The fact that this code does not compile is the good news. The programmer using your macro will merely think that you are incompetent, and will never use your macro, nor probably any code that you write, ever again.

A much worse case would be if the resulting code compiled, but did the wrong thing. I have tried very hard to find a code snippet which compiles but does the wrong thing. I have been unsuccessful. I’m not saying that such a code snippet does not exist, merely that I am not smart enough to find it. If such a snippet exists, then the programmer using your macro will think that you are incompetent while they sit with a baseball bat in the bushes next your house waiting for you to come home. If we were truly judged by a jury of our peers, it would be completely justifiable homicide.

A common approach to fixing this is to use the macro without a semi-colon at the end.

if (transformable)

TRANSFORM(x, y)

else

TRANSFORM(q, r)

This is an unsatisfying solution. You are requiring the user to write code in an unexpected and surprising way. Worse, the requirement to omit the semi-colon is merely an artifact of having to use a compound statement. If a thousand years from now the definition of your macro changes so that it is not a compound statement, then you must churn every single application of it to add the semi-colon. Or you have to put the semi-colon in the macro definition itself, which may cause all sorts of wackiness to ensue. Wouldn’t it be better to just make the macro work like any other C++ statement?

Like Lassie, do-while (false) comes to our rescue. What is it, girl? The barn is on fire? Timmy fell into the well? We write our macro thusly.

#define TRANSFORM(_A_, _B_) \

do { \

function1(_A_); \

function2(_B_); \

} while (false)

The preprocessor now expands our macro into a single C++ statement that must be properly terminated by a semicolon. Hence

if (transformable)

TRANSFORM(x, y);

else

TRANSFORM(q, r);

becomes

if (transformable)

do {

function1(x);

function2(y);

} while (false);

else

do {

function1(q);

function2(r);

} while (false);

The semicolon, added by the user of the macro, is now a required part of the syntax, not a dangling null statement.

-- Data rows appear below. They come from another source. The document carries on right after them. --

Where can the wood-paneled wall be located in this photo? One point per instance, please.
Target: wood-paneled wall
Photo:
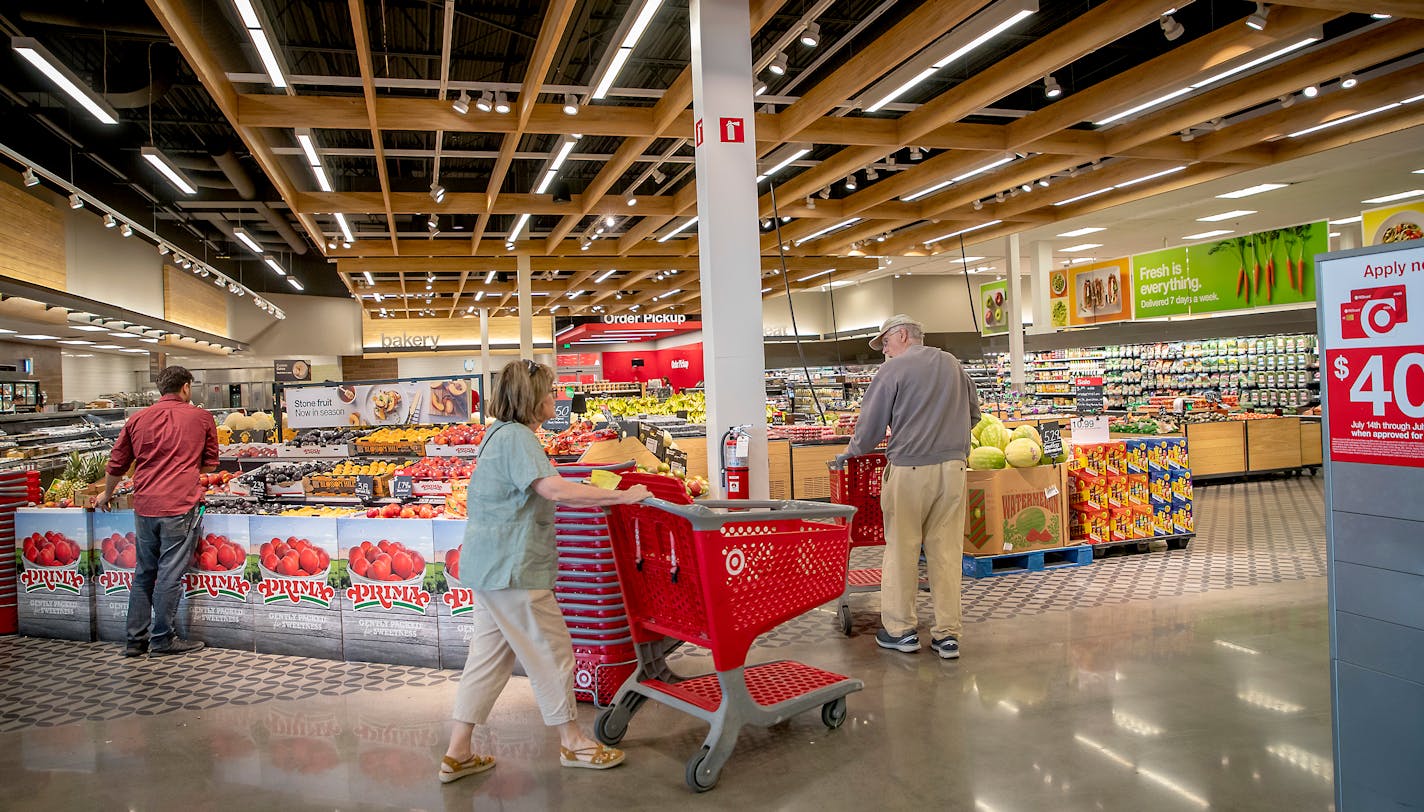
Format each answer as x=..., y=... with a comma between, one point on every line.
x=33, y=245
x=194, y=302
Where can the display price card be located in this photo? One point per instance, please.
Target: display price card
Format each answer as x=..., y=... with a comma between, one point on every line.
x=1053, y=438
x=400, y=487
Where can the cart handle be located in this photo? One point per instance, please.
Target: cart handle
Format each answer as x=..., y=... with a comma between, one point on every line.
x=715, y=513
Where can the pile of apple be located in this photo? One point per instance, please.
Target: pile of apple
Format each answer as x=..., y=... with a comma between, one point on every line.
x=393, y=510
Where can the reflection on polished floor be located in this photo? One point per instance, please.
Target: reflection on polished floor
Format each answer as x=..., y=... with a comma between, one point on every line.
x=1185, y=680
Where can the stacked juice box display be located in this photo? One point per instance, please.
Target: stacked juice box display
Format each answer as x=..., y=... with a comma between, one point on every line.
x=57, y=573
x=388, y=609
x=299, y=581
x=218, y=594
x=116, y=537
x=456, y=601
x=1129, y=489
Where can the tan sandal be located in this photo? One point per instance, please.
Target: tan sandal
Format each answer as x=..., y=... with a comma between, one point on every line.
x=597, y=757
x=452, y=769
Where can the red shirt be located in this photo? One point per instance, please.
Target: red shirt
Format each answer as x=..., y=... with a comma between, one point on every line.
x=170, y=440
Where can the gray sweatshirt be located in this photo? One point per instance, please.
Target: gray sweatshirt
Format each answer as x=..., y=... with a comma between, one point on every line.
x=927, y=401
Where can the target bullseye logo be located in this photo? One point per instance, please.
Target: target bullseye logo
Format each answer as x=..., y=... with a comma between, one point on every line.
x=735, y=561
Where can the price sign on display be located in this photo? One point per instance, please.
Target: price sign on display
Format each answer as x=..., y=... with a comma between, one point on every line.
x=1373, y=361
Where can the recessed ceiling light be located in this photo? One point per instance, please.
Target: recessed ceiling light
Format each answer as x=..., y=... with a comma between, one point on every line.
x=1225, y=215
x=1255, y=190
x=1208, y=234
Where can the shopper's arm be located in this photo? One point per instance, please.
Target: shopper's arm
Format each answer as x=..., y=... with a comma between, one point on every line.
x=568, y=492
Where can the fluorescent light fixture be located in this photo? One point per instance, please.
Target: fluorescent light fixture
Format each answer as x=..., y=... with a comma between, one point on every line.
x=1342, y=120
x=170, y=171
x=1208, y=234
x=1250, y=191
x=346, y=230
x=1225, y=215
x=980, y=29
x=801, y=150
x=1082, y=197
x=56, y=71
x=964, y=231
x=1396, y=197
x=685, y=225
x=519, y=227
x=828, y=230
x=1145, y=178
x=247, y=240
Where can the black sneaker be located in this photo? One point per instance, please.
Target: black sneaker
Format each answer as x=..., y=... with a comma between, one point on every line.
x=947, y=648
x=906, y=643
x=177, y=647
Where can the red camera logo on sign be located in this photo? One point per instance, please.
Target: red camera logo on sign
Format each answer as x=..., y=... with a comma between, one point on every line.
x=1373, y=312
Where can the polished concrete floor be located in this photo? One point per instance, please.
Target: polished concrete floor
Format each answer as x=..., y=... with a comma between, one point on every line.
x=1184, y=680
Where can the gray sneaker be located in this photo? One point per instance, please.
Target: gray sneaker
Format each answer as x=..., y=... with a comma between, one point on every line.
x=906, y=643
x=947, y=647
x=177, y=647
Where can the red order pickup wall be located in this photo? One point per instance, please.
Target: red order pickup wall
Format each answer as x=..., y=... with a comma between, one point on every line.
x=681, y=365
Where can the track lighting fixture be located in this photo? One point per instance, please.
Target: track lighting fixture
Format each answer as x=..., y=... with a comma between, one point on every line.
x=1258, y=19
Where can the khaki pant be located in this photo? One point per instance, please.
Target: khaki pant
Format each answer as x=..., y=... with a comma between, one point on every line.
x=922, y=505
x=526, y=624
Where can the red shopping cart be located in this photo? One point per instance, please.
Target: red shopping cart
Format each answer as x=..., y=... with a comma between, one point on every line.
x=856, y=482
x=718, y=574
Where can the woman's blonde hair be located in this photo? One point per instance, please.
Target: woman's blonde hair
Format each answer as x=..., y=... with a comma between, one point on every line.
x=520, y=391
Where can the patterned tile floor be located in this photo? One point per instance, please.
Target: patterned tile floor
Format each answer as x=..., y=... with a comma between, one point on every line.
x=1249, y=534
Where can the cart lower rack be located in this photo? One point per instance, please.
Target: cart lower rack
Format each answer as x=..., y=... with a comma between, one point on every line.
x=718, y=574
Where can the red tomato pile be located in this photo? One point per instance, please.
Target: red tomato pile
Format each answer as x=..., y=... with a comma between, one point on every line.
x=218, y=554
x=50, y=550
x=385, y=561
x=453, y=561
x=294, y=557
x=120, y=550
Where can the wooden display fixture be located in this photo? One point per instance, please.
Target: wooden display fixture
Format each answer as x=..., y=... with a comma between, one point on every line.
x=1216, y=449
x=1272, y=443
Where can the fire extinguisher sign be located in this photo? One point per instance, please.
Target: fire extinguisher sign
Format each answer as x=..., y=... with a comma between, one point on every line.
x=1373, y=356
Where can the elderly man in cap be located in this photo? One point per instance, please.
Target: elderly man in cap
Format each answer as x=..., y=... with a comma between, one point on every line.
x=929, y=403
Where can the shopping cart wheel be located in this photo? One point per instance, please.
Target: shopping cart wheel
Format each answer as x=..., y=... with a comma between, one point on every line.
x=611, y=725
x=694, y=781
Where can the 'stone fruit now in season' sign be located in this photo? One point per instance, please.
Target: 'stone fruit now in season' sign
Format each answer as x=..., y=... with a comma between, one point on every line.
x=1373, y=362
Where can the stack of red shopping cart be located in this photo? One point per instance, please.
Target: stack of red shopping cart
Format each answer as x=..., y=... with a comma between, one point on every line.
x=587, y=591
x=17, y=489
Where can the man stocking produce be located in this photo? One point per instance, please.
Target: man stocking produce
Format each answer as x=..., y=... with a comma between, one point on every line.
x=929, y=403
x=170, y=443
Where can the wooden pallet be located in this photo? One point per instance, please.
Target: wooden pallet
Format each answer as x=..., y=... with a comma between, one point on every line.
x=1033, y=561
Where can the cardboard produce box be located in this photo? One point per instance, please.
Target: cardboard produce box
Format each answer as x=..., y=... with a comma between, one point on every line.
x=1016, y=510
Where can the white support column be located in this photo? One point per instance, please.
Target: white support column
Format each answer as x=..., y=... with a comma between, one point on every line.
x=1016, y=314
x=1041, y=265
x=526, y=308
x=484, y=359
x=728, y=237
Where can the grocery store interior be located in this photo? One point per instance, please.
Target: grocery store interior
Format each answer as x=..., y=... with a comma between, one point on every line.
x=345, y=218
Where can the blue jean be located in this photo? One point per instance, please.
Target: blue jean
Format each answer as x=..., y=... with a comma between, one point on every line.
x=165, y=544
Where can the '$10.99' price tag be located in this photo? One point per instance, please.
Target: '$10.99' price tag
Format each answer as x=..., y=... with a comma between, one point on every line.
x=1376, y=405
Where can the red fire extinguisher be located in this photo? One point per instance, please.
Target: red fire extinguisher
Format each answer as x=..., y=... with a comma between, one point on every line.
x=736, y=475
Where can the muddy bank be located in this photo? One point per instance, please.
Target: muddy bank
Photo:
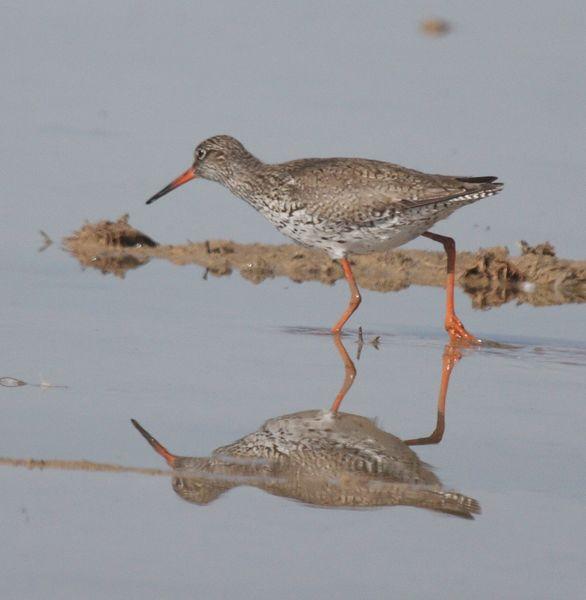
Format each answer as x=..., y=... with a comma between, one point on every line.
x=490, y=276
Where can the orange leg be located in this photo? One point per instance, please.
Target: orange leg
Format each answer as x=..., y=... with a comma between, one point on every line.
x=454, y=326
x=349, y=373
x=355, y=297
x=450, y=357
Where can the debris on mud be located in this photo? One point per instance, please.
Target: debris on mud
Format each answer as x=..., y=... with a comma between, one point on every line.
x=435, y=27
x=105, y=246
x=491, y=276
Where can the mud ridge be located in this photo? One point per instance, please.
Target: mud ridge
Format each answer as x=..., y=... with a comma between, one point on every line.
x=491, y=276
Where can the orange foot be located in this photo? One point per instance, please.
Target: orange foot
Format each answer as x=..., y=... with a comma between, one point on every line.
x=458, y=333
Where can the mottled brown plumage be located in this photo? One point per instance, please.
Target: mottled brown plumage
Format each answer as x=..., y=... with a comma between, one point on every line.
x=342, y=205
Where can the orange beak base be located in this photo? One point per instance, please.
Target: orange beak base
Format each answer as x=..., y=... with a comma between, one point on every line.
x=183, y=178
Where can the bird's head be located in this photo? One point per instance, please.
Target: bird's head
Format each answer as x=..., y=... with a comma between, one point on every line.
x=216, y=159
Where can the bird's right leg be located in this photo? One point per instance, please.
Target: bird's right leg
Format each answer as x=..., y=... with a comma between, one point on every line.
x=349, y=373
x=355, y=297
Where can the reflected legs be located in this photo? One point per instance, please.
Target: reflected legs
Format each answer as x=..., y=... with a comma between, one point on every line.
x=355, y=297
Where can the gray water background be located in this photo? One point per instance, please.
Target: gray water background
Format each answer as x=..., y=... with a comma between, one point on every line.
x=102, y=104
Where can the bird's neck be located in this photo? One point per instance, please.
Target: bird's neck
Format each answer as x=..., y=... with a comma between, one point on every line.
x=247, y=178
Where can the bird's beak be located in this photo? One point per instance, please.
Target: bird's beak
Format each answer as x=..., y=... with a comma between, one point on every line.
x=159, y=448
x=183, y=178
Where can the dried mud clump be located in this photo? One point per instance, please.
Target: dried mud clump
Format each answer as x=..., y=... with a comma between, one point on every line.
x=105, y=245
x=545, y=249
x=111, y=234
x=435, y=27
x=491, y=276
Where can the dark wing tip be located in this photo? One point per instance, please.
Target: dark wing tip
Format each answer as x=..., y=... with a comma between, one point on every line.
x=485, y=179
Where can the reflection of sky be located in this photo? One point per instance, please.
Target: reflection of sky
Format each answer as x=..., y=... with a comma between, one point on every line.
x=101, y=106
x=103, y=103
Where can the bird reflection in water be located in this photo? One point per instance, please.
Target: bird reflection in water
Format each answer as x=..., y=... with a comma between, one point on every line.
x=324, y=458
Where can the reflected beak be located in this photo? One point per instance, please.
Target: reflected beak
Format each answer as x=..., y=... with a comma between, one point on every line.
x=183, y=178
x=159, y=448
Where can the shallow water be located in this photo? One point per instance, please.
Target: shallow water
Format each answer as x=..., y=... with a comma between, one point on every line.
x=97, y=109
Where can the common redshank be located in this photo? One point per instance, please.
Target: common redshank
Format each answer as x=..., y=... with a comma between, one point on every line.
x=344, y=206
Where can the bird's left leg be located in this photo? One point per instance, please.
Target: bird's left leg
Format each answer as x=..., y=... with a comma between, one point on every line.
x=454, y=326
x=355, y=297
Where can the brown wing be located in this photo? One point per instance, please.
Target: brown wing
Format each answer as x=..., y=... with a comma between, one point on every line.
x=367, y=189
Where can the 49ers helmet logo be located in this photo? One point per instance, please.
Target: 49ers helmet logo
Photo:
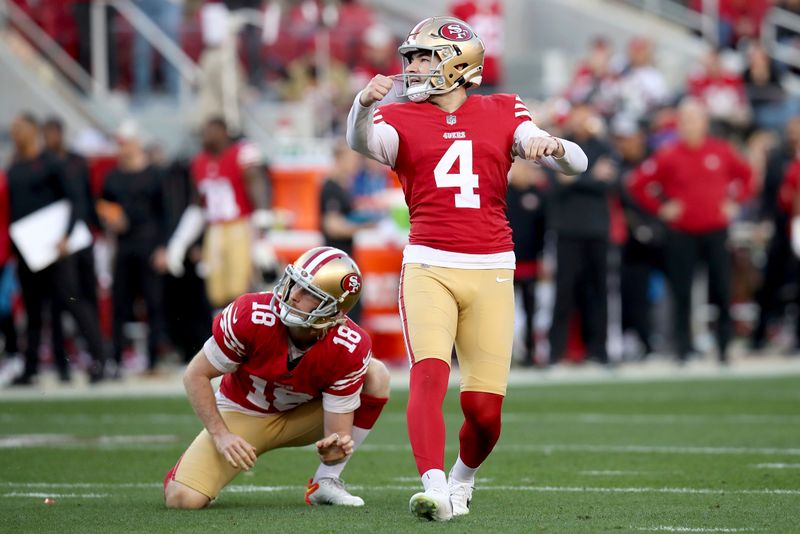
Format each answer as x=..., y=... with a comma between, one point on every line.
x=455, y=32
x=351, y=283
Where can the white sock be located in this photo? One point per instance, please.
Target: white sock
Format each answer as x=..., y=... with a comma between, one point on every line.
x=335, y=471
x=462, y=472
x=435, y=480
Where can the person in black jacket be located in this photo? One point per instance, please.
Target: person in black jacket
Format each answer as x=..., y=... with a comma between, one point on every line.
x=76, y=177
x=578, y=213
x=526, y=215
x=642, y=252
x=781, y=264
x=133, y=209
x=36, y=180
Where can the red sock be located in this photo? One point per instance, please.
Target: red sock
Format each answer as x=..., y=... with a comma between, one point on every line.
x=171, y=475
x=426, y=432
x=481, y=428
x=366, y=414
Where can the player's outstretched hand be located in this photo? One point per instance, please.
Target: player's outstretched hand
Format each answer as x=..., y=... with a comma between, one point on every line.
x=539, y=147
x=236, y=450
x=334, y=448
x=377, y=88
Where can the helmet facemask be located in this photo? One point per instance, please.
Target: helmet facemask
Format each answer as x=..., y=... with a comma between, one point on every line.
x=323, y=316
x=418, y=86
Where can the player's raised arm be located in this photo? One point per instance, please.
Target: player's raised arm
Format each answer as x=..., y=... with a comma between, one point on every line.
x=377, y=141
x=533, y=143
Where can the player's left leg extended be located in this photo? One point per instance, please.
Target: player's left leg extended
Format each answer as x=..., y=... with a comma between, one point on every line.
x=483, y=345
x=202, y=471
x=327, y=487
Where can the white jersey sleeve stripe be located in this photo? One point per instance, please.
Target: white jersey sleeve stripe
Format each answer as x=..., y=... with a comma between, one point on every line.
x=338, y=386
x=573, y=162
x=378, y=141
x=217, y=358
x=230, y=340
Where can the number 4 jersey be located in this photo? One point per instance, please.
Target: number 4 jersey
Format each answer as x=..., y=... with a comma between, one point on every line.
x=251, y=345
x=453, y=167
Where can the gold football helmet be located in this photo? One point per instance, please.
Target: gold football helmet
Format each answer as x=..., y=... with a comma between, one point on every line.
x=456, y=51
x=328, y=274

All of the snippets I have shown not only compile, but do the expected thing when executed. The do-while (false) control structure serves as a compound statement that is both syntactically and semantically well behaved.

An example of this use of do-while (false) can be found in the reinitializeobject() macro in the Desperado reinitializeobject.h header file. This macro, which is so scary it merits an article all of its own, re-initializes an existing object by using do-while(false) to combine an explicit destructor call with a call to a placement new operator. (Before you send me email, yes, this is a bad idea, which is why Desperado does not use this macro itself.)

One context in which do-while (false) does not work is when you are using the preprocessor to generate code that declares variables.

#define ALLOCATE(_A_, _B_) \

do { \

int _A_; \

int _B_; \

} while (false)

The variables will be allocated on the stack then immediately deallocated when the do-while (false) construct terminates. This is fine if the scope of the variables is limited to the code inside the do-while (false). It is not so useful if they are being declared for use outside of that scope. The simple compound statement has the same flaw.

The Little Control Structure That Could

I hope I have given you a new appreciation of do-while (false), the control structure that does so much, while generating so little in return.